Laut einiger Gerüchte sollen Leute schon seit den 1960er Jahren im Libanon das Surfen entdeckt haben, aber trotz regelmäßiger und sanfter Wellen vergleichbar mit Sri Lanka, hat es die beschwerliche Vergangenheit im Libanon unmöglich gemacht, dass der Sport florieren konnte. Das war bis vor vier Jahren, als der libanesisch-kalifornische Surfer Ali Elamine in der Stadt aufschlug und Surf Lebanon aus der Taufe hob.

Zwei Minuten entfernt vom Golden Tulip Hotel in der Jiyeh Street, finden Traveller einen Surfshop mit neuen Boards, Wetsuits, Finnen, Wachs und sonstigem Equipment, was man braucht. Am Strand hat Ali eine leuchtend bunt dekorierte Hütte zusammengezimmert mit Duzenden gebrauchten Boards, wo Locals auch abhängen können, um Wellen oder den Sonnenuntergang zu beobachten.

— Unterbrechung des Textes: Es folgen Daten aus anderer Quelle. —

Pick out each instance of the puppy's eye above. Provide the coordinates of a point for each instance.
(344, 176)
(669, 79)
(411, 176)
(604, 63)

“Die Surf-Community begann erst zu wachsen, nachdem Ali hierher gekommen war”, sagt Karim: “Er hat die Möglichkeiten erweitert, als er erstmals Boards importierte. Wir mussten uns immer durchkämpfen – wenn ein Board kaputtging, wussten wir noch nicht einmal, wie wir es anständig reparieren sollten. Und wenn eine Finne abbrach, glich das einem Desaster. Wo sollte man eine neue besorgen?”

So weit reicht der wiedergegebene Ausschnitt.